Many of us are all too familiar with the American Black Bear’s habit of wandering out of forests and into human communities. Once the bears come out of hibernation in late March, they want snacks — and garbage cans, bird feeders, dishes of pet food set outdoors, and even some landscape plants look like an all-you-can-eat buffet.
As bears travel through residential areas, the chances of bear-related property damage or a vehicle accident involving a bear increase greatly. Unfortunately, insurance won’t always cover bear damage. According to State Farm Insurance, some types of bear damage are more likely to be covered than others.
Bear damage that’s likely to be covered by home insurance:
- Broken windows
- Torn siding
- Damage to doors
- Indoor furniture damage, in the unlikely event that a bear gets into the home
Bear damage that’s not likely to be covered by home insurance:
- Swimming pools
- Hot tubs
- Outdoor furniture
- Bear excrement anywhere on your property
Outdoor items may be covered if they have their own separate policy, but generally an item that is not physically attached to a home is not covered by homeowner’s insurance. Likewise, fencing could go either way: if it is considered to be part of the attached property to the home, it may be covered. When in doubt, contact your insurance company and ask if your fence is covered before encountering trouble.
Vehicle collisions with bears
In terms of vehicle insurance, a collision with a bear is the same as a collision with any other animal such as a deer. Comprehensive car insurance will cover collisions and non-collision bear damage (such as a bear breaking a window). If your auto insurance policy is only for liability or collisions, it will not cover animal-related damage, including accidentally hitting a deer or bear.
If you are unsure whether you have a policy that covers animal-related damage, consult your insurance agent or company. Your insurer should also be in your contacts in case you experience an accident.

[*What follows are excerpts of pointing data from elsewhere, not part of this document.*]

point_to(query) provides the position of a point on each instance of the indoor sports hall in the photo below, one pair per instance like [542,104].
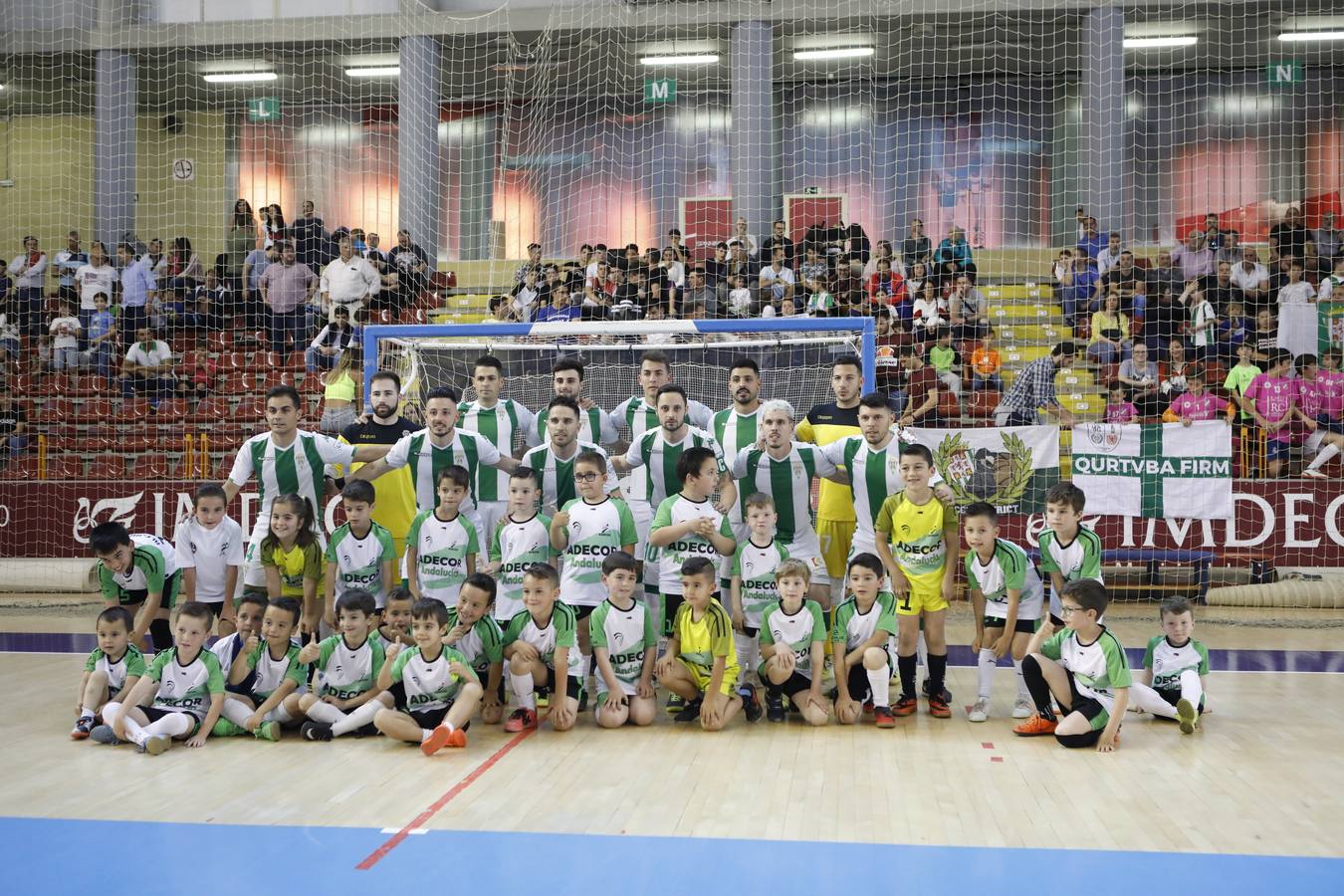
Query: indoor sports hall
[364,364]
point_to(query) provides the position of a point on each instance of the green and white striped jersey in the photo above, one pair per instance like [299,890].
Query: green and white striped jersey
[515,547]
[425,460]
[427,684]
[786,480]
[625,634]
[1167,661]
[756,567]
[797,629]
[595,426]
[671,557]
[659,457]
[152,560]
[344,672]
[131,664]
[499,426]
[557,474]
[185,688]
[1008,567]
[558,631]
[594,531]
[359,561]
[441,550]
[298,469]
[483,645]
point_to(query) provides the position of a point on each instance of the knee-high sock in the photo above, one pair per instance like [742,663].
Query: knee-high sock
[1148,700]
[879,681]
[1037,687]
[356,718]
[326,712]
[986,669]
[523,687]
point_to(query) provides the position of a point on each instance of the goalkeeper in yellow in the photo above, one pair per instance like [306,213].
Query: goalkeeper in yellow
[920,545]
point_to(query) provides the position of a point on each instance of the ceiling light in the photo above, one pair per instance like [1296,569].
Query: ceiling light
[238,77]
[688,60]
[832,53]
[1310,35]
[1158,43]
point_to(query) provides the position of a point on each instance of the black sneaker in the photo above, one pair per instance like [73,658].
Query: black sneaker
[316,731]
[750,706]
[690,712]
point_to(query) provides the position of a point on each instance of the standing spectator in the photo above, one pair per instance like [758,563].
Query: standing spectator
[411,272]
[1328,239]
[310,238]
[137,289]
[146,368]
[68,264]
[917,246]
[101,336]
[30,273]
[238,243]
[1033,389]
[95,278]
[777,239]
[14,427]
[348,280]
[1194,258]
[287,289]
[1287,238]
[953,256]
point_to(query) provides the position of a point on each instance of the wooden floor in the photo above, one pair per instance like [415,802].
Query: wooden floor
[1260,778]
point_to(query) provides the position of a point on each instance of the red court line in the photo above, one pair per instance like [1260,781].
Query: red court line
[433,808]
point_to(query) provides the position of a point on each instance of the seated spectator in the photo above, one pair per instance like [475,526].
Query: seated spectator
[1109,334]
[1143,377]
[148,368]
[334,338]
[1118,407]
[968,310]
[947,361]
[65,340]
[986,364]
[953,257]
[103,338]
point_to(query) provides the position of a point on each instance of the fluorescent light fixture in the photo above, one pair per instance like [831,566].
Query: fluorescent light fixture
[1158,43]
[238,77]
[687,60]
[1286,37]
[832,53]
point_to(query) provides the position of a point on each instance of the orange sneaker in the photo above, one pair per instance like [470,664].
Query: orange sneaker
[440,738]
[1035,727]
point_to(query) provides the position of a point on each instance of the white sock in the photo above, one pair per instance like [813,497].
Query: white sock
[171,726]
[1148,700]
[1021,683]
[1191,688]
[879,681]
[1323,456]
[986,669]
[356,718]
[523,685]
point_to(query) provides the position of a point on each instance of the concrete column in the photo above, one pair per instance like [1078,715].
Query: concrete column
[112,176]
[1102,131]
[756,135]
[417,142]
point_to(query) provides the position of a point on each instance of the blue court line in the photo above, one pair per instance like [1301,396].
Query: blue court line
[66,856]
[1222,660]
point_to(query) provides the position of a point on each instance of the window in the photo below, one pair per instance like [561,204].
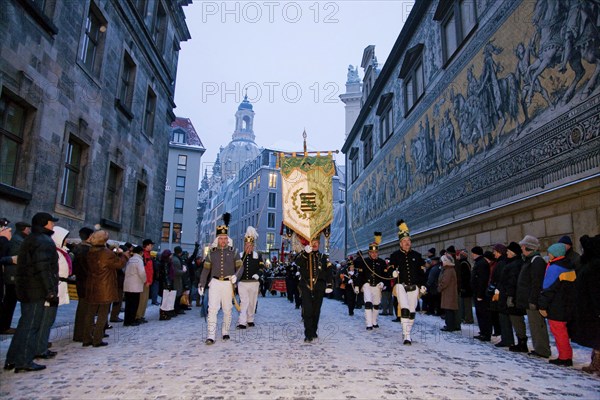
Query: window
[270,241]
[180,184]
[159,30]
[182,162]
[178,205]
[272,180]
[412,74]
[166,230]
[12,127]
[139,217]
[353,157]
[457,20]
[179,136]
[93,41]
[176,233]
[271,220]
[127,82]
[149,112]
[71,174]
[112,199]
[272,200]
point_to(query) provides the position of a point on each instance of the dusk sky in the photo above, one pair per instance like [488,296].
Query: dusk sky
[292,57]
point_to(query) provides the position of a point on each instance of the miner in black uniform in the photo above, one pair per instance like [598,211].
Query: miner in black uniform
[249,285]
[410,273]
[315,281]
[372,282]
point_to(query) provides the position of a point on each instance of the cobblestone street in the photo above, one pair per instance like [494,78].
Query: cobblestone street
[168,359]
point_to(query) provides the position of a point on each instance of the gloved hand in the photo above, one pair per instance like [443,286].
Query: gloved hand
[510,302]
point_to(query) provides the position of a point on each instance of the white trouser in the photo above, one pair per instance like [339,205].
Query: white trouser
[248,296]
[406,301]
[372,294]
[221,296]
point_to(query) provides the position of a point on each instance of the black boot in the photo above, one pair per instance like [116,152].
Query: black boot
[520,347]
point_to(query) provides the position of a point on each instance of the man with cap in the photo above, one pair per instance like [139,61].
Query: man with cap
[249,285]
[315,281]
[557,301]
[572,255]
[140,315]
[409,269]
[372,282]
[36,285]
[529,287]
[225,266]
[9,300]
[480,276]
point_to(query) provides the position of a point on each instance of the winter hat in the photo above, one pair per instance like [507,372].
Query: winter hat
[515,248]
[477,250]
[530,242]
[565,240]
[447,260]
[557,249]
[500,248]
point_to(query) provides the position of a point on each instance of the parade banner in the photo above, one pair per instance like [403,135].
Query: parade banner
[307,193]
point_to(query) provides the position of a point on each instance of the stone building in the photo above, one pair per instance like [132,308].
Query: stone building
[180,222]
[87,91]
[481,127]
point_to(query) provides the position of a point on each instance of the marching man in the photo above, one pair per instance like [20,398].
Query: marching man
[249,285]
[315,281]
[225,266]
[373,282]
[410,272]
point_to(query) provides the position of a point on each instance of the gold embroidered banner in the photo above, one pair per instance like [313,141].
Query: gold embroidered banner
[307,193]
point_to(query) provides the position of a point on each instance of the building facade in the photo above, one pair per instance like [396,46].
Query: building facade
[180,223]
[87,91]
[481,127]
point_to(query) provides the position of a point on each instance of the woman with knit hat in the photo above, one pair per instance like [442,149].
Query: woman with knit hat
[557,301]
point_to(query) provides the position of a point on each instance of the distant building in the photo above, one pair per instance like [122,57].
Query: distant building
[180,226]
[86,100]
[481,127]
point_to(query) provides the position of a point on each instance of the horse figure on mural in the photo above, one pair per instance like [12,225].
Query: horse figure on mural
[567,32]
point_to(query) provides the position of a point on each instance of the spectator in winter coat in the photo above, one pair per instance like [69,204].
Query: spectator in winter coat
[480,276]
[587,315]
[557,301]
[529,287]
[133,285]
[449,292]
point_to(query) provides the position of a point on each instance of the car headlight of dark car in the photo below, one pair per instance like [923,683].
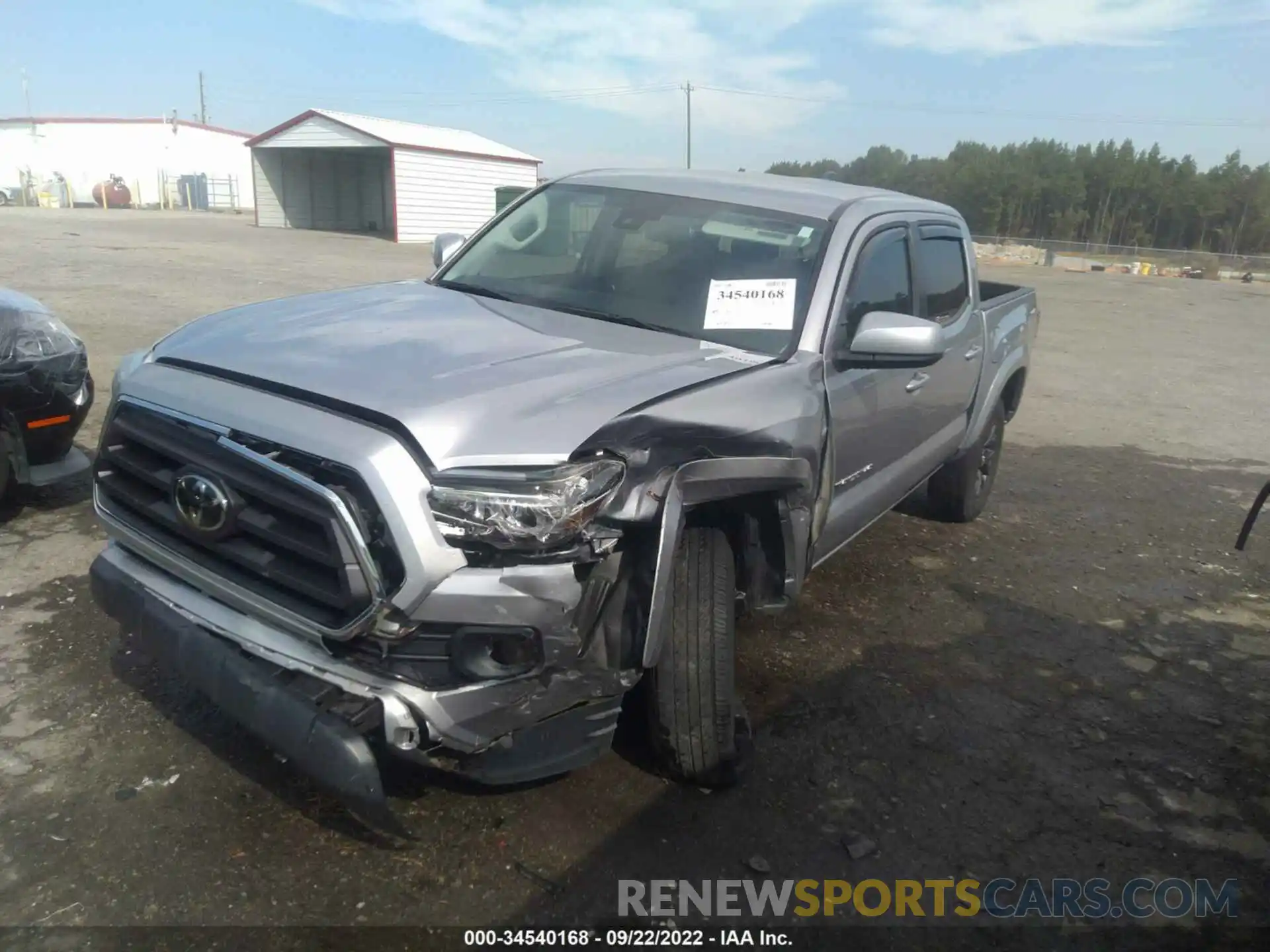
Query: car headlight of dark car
[33,337]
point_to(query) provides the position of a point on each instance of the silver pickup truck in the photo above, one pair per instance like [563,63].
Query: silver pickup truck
[458,520]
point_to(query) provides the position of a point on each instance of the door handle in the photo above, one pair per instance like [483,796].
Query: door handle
[919,381]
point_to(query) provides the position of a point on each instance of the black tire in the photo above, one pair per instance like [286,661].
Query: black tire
[5,469]
[960,489]
[694,715]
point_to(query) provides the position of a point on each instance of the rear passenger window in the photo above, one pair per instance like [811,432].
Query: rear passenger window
[882,281]
[945,285]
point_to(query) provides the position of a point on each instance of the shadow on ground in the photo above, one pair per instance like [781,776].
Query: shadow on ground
[1075,687]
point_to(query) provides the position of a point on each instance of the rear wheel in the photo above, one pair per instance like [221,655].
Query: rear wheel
[694,715]
[960,489]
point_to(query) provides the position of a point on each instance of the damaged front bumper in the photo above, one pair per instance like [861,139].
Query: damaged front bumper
[327,714]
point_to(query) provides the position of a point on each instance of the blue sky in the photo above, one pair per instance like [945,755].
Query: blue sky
[583,83]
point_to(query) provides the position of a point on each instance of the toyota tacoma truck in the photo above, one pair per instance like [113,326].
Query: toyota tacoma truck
[458,520]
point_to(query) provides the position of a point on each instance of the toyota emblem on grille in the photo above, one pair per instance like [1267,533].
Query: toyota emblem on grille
[201,504]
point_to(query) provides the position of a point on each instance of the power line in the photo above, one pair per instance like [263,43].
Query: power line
[562,95]
[962,111]
[687,92]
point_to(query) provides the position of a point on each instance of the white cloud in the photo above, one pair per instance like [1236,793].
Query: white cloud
[999,27]
[556,46]
[552,48]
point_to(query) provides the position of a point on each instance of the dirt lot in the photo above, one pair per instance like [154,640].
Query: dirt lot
[1075,686]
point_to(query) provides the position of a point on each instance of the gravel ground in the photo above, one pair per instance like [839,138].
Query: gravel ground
[1075,686]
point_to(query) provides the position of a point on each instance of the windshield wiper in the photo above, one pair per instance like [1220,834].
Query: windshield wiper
[620,319]
[473,290]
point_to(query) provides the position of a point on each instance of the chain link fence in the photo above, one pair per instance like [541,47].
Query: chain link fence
[1089,255]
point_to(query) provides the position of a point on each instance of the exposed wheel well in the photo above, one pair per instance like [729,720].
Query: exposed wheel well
[1014,393]
[753,527]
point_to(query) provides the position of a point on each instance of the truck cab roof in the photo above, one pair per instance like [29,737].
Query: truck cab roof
[786,193]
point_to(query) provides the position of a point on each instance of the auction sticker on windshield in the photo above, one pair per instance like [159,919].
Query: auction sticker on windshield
[763,303]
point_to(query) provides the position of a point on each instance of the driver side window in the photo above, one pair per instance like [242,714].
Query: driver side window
[883,281]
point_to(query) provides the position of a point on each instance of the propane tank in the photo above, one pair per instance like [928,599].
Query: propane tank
[112,193]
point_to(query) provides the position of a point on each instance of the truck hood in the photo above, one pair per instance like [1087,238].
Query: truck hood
[476,381]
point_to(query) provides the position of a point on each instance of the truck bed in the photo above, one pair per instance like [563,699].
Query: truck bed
[995,292]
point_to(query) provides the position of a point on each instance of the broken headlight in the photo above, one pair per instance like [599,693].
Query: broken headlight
[524,508]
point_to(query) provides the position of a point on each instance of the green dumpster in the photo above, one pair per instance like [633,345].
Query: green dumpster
[507,194]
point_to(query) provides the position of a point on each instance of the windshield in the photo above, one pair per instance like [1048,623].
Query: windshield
[710,270]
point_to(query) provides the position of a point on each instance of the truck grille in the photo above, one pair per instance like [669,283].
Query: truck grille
[285,541]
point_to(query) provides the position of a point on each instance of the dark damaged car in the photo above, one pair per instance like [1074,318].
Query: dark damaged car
[459,520]
[46,391]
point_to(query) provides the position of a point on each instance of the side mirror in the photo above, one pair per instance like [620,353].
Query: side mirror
[444,245]
[886,339]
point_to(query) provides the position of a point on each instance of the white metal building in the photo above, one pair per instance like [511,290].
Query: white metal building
[145,153]
[341,172]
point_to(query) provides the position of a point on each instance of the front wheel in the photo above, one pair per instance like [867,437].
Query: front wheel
[959,491]
[694,714]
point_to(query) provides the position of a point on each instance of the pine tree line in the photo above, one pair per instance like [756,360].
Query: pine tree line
[1103,193]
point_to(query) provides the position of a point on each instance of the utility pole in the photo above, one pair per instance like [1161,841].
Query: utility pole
[687,92]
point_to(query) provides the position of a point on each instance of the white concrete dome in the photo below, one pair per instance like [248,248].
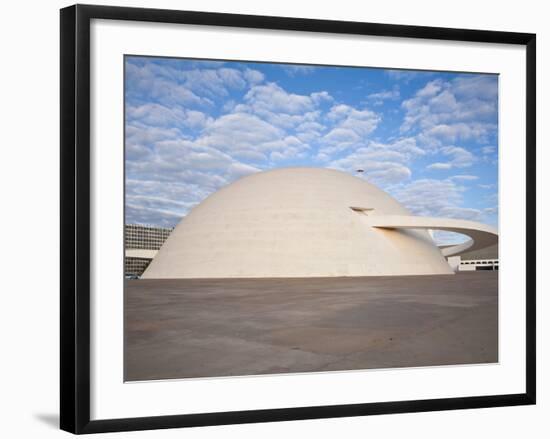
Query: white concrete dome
[296,222]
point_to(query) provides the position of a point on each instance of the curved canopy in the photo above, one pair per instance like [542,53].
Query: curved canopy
[481,235]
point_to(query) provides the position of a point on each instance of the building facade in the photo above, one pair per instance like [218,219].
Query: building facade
[141,246]
[484,259]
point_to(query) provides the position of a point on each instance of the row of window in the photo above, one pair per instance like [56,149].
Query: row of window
[145,237]
[135,266]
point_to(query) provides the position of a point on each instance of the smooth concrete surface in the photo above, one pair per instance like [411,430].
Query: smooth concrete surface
[227,327]
[481,235]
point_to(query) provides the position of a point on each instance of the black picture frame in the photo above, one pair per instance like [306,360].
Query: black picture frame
[75,217]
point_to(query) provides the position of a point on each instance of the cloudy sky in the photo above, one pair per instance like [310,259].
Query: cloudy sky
[428,138]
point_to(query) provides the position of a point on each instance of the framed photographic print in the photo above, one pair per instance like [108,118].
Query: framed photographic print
[268,218]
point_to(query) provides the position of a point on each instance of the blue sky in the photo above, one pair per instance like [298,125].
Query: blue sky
[430,139]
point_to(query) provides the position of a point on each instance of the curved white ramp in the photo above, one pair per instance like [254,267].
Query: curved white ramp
[481,235]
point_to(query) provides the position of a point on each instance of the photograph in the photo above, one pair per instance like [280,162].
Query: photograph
[294,218]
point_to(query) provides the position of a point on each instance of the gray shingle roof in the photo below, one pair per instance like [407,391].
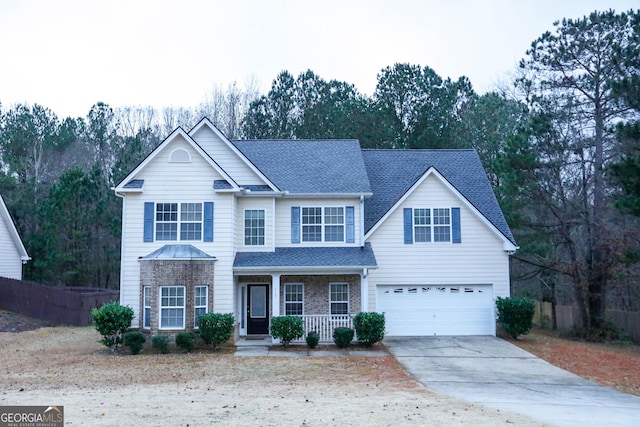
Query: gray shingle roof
[310,166]
[318,257]
[178,252]
[393,172]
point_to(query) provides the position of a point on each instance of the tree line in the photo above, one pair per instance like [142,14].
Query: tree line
[560,143]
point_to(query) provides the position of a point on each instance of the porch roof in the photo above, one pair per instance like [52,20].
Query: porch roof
[316,258]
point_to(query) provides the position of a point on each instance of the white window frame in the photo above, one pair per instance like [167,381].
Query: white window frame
[176,306]
[182,218]
[327,220]
[200,305]
[250,236]
[287,294]
[146,307]
[333,301]
[435,224]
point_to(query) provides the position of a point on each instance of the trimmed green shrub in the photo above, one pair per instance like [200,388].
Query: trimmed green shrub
[369,327]
[515,315]
[313,338]
[111,321]
[342,337]
[160,343]
[287,328]
[184,340]
[134,340]
[215,328]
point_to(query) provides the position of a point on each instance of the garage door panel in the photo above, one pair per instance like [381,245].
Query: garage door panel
[437,310]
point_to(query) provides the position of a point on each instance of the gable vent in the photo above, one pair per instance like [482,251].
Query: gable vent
[180,155]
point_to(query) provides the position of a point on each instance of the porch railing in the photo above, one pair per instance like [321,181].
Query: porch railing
[324,324]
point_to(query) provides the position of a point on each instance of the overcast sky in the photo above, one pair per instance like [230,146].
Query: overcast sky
[69,54]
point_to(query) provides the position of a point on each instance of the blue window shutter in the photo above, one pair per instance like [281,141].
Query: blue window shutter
[456,237]
[208,222]
[148,221]
[408,225]
[349,212]
[295,224]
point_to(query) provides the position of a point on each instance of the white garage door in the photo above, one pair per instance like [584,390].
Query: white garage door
[423,310]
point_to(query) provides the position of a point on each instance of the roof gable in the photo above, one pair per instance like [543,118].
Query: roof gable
[330,167]
[131,183]
[395,173]
[218,146]
[5,218]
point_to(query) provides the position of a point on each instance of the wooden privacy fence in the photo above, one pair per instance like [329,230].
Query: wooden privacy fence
[568,317]
[68,306]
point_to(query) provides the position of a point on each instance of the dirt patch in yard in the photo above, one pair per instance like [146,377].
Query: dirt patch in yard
[612,365]
[67,366]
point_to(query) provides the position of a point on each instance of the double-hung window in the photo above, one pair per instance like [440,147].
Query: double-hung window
[172,307]
[185,217]
[432,225]
[293,299]
[339,298]
[146,312]
[200,302]
[254,227]
[323,224]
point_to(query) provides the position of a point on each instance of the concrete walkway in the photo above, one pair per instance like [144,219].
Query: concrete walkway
[303,351]
[495,373]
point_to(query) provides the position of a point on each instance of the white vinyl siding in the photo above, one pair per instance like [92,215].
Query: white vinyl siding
[10,262]
[146,307]
[244,204]
[293,299]
[480,257]
[200,303]
[193,182]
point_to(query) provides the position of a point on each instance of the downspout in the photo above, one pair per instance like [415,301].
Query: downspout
[362,221]
[124,201]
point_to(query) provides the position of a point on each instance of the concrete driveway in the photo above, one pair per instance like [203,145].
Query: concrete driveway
[495,373]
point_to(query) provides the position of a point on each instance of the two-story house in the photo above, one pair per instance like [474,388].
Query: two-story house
[317,228]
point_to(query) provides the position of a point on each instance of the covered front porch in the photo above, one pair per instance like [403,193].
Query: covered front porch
[326,292]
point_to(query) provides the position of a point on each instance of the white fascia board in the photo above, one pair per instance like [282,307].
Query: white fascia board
[508,245]
[328,195]
[206,122]
[238,271]
[13,232]
[176,133]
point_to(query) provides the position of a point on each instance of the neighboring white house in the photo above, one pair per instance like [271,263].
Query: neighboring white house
[12,252]
[317,228]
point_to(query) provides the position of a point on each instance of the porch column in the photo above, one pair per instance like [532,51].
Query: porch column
[275,300]
[364,290]
[275,295]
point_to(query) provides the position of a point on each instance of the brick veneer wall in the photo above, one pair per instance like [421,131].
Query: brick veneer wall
[188,273]
[316,290]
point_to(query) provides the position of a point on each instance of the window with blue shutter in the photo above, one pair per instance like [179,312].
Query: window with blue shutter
[208,222]
[295,224]
[456,236]
[149,209]
[350,224]
[408,225]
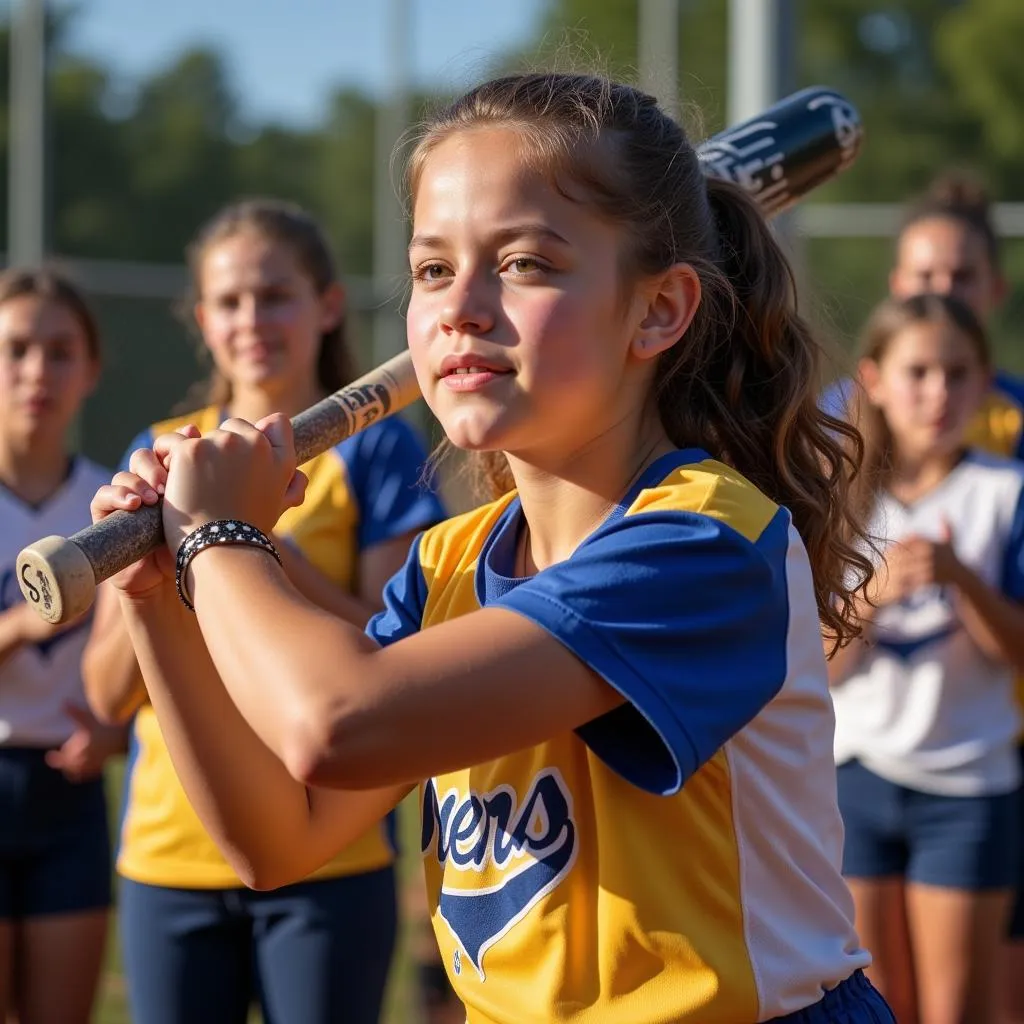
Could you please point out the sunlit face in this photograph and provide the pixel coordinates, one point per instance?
(517, 323)
(942, 256)
(929, 383)
(46, 370)
(260, 313)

From 2020 – 2021, State Farm received 2,350 claims for bear collisions and estimates that the insurance industry as a whole received 13,687 bear collision claims. California ranked first for bear collisions, with Pennsylvania coming in third.
Tips for bear safety and preventing visits from bears
- Don’t approach the bear!
- Scare the bear by making a loud noise. Black bears are shy and shouting out of a window is often enough to scare them.
- Don’t feed the bears.
- Use trash cans with well-fitting lids.
- Keep your pets indoors, on a leash, or otherwise monitored.
- Consider avoiding landscape plants like berries and fruit trees.
- Remove bird feeders during bears’ active months.
- Call your Game Commission regional office if a bear is causing a problem.